The SpokenWeb Anthology

I. Introducing The SpokenWeb Digital Anthology

The SpokenWeb Digital Anthology showcases audio and video recordings of literary events from archives across Canada to promote new modes of listening to and engaging with these important artifacts. As SpokenWeb “aims to develop coordinated and collaborative approaches to literary historical study,” the anthology does exactly that through a collaborative digital edition of annotated audiovisual recordings from the SpokenWeb collection. Each project in the anthology annotates an artifact in sync with the time of the recording and theorizes new ways of understanding or contextualizing it. These recordings are longer only a canister on a library shelf reserved for scholarly use or one recording among many on an academic library website; the audio and video recordings exhibited in The SpokenWeb Digital Anthology are made newly present through the writer, the reader, and the listener’s multimodal annotations. In conversation with one another, each project reframes what is heard, touched, and seen on these recordings.

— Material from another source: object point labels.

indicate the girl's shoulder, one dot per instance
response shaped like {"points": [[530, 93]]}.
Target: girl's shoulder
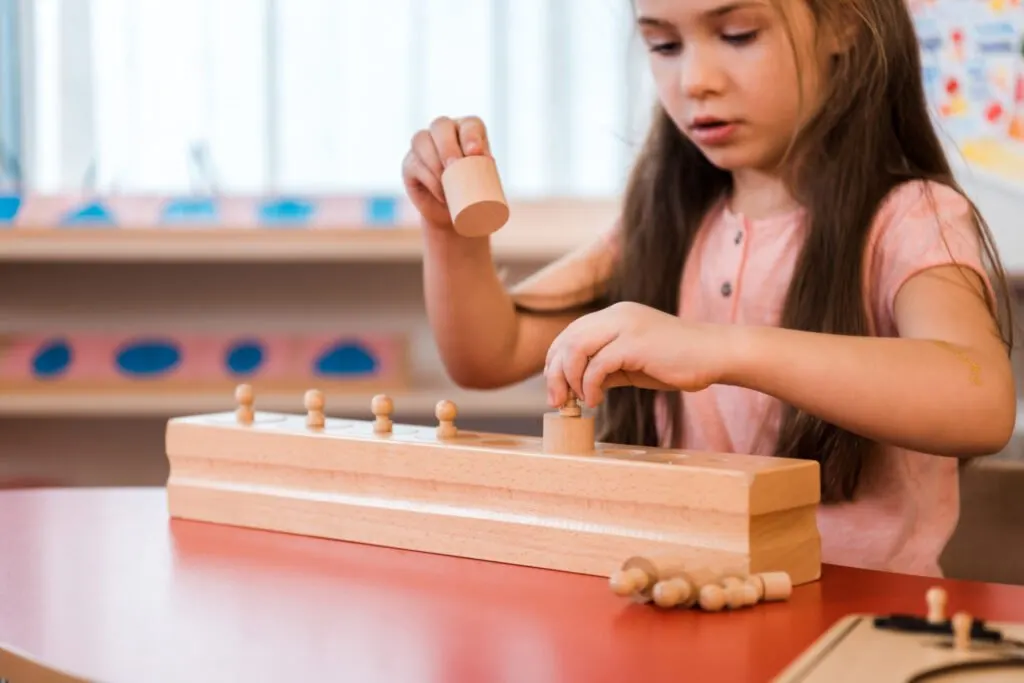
{"points": [[921, 224], [928, 201]]}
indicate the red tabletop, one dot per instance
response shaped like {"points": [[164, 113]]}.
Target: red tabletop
{"points": [[101, 584]]}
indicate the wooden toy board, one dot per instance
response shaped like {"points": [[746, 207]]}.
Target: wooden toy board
{"points": [[496, 497], [854, 650]]}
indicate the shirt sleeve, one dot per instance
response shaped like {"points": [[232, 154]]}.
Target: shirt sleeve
{"points": [[920, 226]]}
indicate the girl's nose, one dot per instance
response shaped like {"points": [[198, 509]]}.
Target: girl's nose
{"points": [[699, 75]]}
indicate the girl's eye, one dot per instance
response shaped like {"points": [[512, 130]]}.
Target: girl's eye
{"points": [[665, 48], [740, 38]]}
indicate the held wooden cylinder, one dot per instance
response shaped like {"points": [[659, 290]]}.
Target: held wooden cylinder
{"points": [[474, 196]]}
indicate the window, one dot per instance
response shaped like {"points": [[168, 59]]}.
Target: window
{"points": [[246, 96]]}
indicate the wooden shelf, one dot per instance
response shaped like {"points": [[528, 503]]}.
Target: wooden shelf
{"points": [[522, 400], [537, 230]]}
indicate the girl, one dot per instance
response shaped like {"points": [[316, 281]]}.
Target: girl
{"points": [[794, 272]]}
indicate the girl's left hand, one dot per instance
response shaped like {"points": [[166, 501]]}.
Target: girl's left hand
{"points": [[630, 344]]}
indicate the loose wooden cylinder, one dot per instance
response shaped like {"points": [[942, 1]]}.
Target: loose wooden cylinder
{"points": [[476, 201], [656, 568], [777, 585], [567, 435]]}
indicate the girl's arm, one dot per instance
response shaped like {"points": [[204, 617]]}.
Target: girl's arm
{"points": [[484, 337], [945, 386], [484, 343]]}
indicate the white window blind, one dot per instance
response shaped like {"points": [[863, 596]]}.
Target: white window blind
{"points": [[246, 96]]}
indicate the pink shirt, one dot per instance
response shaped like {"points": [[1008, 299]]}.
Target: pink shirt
{"points": [[737, 272]]}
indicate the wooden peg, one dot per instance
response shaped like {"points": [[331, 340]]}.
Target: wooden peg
{"points": [[474, 196], [382, 407], [313, 401], [674, 592], [244, 397], [936, 600], [962, 624], [712, 597], [445, 413], [774, 586], [568, 431], [735, 596], [637, 577]]}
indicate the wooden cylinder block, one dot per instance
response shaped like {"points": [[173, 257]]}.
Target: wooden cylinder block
{"points": [[567, 436], [474, 196], [638, 575], [777, 586]]}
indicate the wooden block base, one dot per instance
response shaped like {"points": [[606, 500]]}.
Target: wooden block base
{"points": [[496, 497]]}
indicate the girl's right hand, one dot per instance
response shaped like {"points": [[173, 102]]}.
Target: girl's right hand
{"points": [[432, 151]]}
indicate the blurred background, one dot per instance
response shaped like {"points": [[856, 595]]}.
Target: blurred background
{"points": [[202, 193]]}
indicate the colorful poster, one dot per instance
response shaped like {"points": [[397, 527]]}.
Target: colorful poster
{"points": [[973, 66]]}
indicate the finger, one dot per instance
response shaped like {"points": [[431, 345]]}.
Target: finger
{"points": [[445, 135], [558, 390], [423, 145], [473, 136], [419, 178], [604, 364]]}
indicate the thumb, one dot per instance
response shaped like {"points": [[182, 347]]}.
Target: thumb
{"points": [[473, 136]]}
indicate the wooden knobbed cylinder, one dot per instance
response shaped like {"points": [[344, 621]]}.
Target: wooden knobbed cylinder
{"points": [[567, 435], [474, 196], [638, 575]]}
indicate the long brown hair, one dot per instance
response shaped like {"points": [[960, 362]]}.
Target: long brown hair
{"points": [[871, 133]]}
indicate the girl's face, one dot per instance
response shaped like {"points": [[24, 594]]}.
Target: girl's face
{"points": [[738, 77]]}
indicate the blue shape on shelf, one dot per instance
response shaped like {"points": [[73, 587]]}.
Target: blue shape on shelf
{"points": [[91, 214], [381, 211], [9, 206], [345, 359], [147, 358], [52, 358], [189, 209], [244, 357], [287, 212]]}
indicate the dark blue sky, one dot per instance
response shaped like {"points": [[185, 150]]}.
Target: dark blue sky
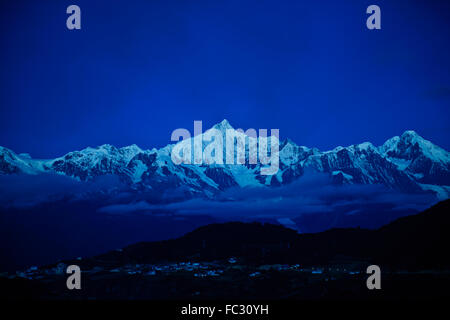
{"points": [[139, 69]]}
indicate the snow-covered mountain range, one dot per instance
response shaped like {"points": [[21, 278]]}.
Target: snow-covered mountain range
{"points": [[408, 163]]}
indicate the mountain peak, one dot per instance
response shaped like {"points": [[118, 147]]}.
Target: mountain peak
{"points": [[223, 125]]}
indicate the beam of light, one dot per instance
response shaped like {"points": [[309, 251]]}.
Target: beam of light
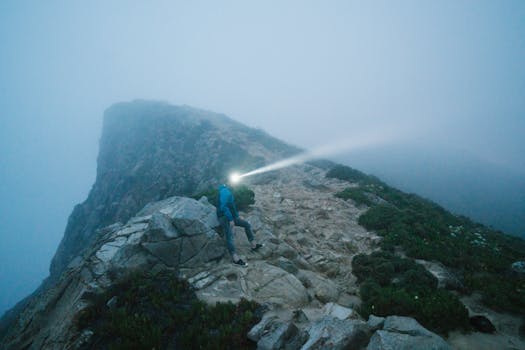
{"points": [[234, 178], [332, 149]]}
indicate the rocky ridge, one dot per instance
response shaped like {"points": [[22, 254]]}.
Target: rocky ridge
{"points": [[302, 274], [152, 151]]}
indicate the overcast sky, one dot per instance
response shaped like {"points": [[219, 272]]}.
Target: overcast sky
{"points": [[452, 72]]}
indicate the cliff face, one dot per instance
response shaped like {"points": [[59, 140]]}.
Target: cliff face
{"points": [[153, 150], [137, 219]]}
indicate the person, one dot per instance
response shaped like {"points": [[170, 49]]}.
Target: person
{"points": [[229, 217]]}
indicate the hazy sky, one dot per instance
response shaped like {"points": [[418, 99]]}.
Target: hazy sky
{"points": [[454, 71]]}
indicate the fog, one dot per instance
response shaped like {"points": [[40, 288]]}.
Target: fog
{"points": [[452, 72]]}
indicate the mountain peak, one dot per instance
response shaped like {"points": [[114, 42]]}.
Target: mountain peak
{"points": [[151, 150]]}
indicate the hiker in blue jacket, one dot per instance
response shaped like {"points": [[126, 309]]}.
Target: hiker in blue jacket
{"points": [[229, 217]]}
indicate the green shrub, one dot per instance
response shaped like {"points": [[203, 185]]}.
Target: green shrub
{"points": [[398, 286], [358, 195], [345, 173], [480, 256], [163, 312]]}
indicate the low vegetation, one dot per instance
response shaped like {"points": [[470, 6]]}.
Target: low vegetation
{"points": [[391, 285], [159, 312], [481, 257]]}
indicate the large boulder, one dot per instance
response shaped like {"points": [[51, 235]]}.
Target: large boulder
{"points": [[324, 289], [405, 333], [261, 282], [333, 333], [174, 233]]}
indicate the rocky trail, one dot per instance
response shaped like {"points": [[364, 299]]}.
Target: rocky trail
{"points": [[302, 274]]}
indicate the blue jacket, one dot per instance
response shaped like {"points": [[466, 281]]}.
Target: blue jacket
{"points": [[227, 203]]}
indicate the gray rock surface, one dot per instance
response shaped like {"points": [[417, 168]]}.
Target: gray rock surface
{"points": [[405, 333], [151, 150], [333, 333], [150, 241]]}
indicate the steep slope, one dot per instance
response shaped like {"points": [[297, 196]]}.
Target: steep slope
{"points": [[153, 150], [303, 276]]}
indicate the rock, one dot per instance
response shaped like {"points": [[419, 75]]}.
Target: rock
{"points": [[260, 328], [384, 340], [519, 267], [482, 324], [446, 279], [405, 333], [268, 283], [407, 325], [277, 336], [287, 265], [375, 322], [350, 301], [161, 228], [299, 316], [333, 333], [338, 311], [324, 290], [183, 208]]}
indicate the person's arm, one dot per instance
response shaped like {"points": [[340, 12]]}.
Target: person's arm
{"points": [[224, 205], [234, 207]]}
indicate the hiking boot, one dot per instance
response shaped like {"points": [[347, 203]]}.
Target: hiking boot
{"points": [[240, 262], [257, 247]]}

Common to each contributor’s project in the anthology is the use of the AudiAnnotate audiovisual extensible workflow created by Dr. Tanya Clement (UT Austin) and Brumfield Labs. As a workflow and platform for sharing and curating annotations of audiovisual materials held at libraries, archives, and museums, AudiAnnotate combines metadata for online audio and video assets with user-generated annotations to create simple web-based editions and exhibits. Crucial to how we experience time-based media, these scholarly annotations function less like a placard contextualizing a piece at a museum and more like taking notes during a lecture, poetry reading, or film screening. Using timestamped annotations, writers in this anthology suture their ideas into the time of the recording. Using AudiAnnotate, the scholars in this anthology remediate the gap between transcripts on paper and the push to digitize audiovisual materials. And, as evident in the seven projects created for The SpokenWeb Digital Anthology, researchers using AudiAnnotate can organize transcripts in new ways, drawing our attention to larger patterns, sounds, histories, tones, and forms that often fall outside of the transcript.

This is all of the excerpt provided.